The simplest and most obvious con is that a requirement of bilingualism restricts judicial selection for the Supreme Court. Let’s be honest here: when we express concern about monolingual judges, we’re really expressing concern about monolingual anglophone judges. (Monolingual francophone judges are few and far between for reasons that should be fairly obvious, not the least of which is that there is far less opportunity to practice as a monolingual francophone judge in Canada than there is to practice as a monolingual anglophone.)
Mr. Coderre’s bill would have rendered Justice Marshall Rothstein ineligible to serve as on the Supreme Court, as well as his predecessor, John Major, had it been introduced and passed in earlier years.

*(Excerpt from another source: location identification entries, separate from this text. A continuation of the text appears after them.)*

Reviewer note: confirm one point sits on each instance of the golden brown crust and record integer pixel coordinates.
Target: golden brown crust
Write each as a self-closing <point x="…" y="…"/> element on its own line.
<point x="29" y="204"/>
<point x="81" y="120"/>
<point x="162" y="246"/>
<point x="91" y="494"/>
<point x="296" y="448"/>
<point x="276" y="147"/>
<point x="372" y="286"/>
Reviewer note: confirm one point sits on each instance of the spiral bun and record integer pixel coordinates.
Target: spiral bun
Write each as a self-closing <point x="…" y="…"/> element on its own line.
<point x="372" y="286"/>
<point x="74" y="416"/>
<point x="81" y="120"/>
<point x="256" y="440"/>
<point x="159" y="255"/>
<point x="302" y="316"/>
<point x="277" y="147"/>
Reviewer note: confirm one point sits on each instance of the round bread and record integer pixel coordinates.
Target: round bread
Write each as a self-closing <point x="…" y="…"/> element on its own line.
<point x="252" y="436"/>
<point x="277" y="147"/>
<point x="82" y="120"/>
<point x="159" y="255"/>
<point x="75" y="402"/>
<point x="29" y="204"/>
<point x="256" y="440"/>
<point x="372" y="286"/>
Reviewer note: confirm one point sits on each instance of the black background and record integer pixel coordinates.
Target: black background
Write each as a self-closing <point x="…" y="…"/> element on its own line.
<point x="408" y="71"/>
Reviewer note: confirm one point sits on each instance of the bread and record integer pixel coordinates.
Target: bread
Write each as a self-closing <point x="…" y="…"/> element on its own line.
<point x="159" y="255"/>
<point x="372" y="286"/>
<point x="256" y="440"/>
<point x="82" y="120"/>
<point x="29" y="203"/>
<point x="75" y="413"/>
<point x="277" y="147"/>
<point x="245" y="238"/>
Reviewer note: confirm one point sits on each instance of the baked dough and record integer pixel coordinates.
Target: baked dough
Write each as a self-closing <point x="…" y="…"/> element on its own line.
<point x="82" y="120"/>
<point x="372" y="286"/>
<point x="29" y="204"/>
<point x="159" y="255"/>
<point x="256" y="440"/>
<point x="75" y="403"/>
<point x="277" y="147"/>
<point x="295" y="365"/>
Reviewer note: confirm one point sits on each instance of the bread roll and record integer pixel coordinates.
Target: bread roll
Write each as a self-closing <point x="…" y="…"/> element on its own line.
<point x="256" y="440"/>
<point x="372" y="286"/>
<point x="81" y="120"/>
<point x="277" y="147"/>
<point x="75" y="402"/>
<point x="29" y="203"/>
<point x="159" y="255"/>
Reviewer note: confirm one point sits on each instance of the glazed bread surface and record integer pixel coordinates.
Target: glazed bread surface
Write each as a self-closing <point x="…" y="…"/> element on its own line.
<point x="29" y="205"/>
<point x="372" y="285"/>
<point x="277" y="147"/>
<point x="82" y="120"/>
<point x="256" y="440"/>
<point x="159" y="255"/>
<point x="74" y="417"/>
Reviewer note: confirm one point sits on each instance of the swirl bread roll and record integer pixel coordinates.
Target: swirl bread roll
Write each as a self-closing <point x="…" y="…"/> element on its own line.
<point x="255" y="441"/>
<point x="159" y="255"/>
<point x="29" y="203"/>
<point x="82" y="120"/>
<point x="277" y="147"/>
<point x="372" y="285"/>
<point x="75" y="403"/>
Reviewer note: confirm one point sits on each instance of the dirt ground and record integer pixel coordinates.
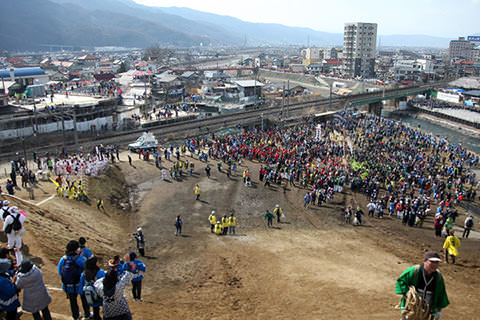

The fact that both Justice Rothstein and Justice Major are representatives of the Western provinces to the Supreme Court should not be overlooked; the western half of Canada is almost entirely anglophonic. A bilingualism requirement would vastly shrink the pool of available jurisprudential talent from the Western provinces.
Consider also the Maritime provinces. The vast majority of bilingual legal practitioners in the Maritimes work and reside in New Brunswick, and this is one of the reasons a great majority of Maritime representatives to the Supreme Court have been from New Brunswick (all but three of them). One of the leading contenders for Justice Michel Bastarache’s emerging empty seat is Justice Derek Green of the Newfoundland Supreme Court – but Justice Green is not bilingual. Newfoundland has never had a representative sit upon the Supreme Court, and with no widespread tradition of bilingualism within its courts, it would likely continue to wait a long time should Mr. Coderre’s bill become law. (Prince Edward Island faces much the same problem, with an almost entirely monolingual judicial tradition, although it has had one representative to the Supreme Court: Sir Louis Davies back in the first quarter of the 20th century.) A requirement for bilingualism would vastly reduce the amount of judicial talent available for consideration, and the distribution of that remaining talent would mean a continuation of New Brunswick’s domination of the Maritime seat on the Supreme Court, with the occasional representative from Nova Scotia for variety.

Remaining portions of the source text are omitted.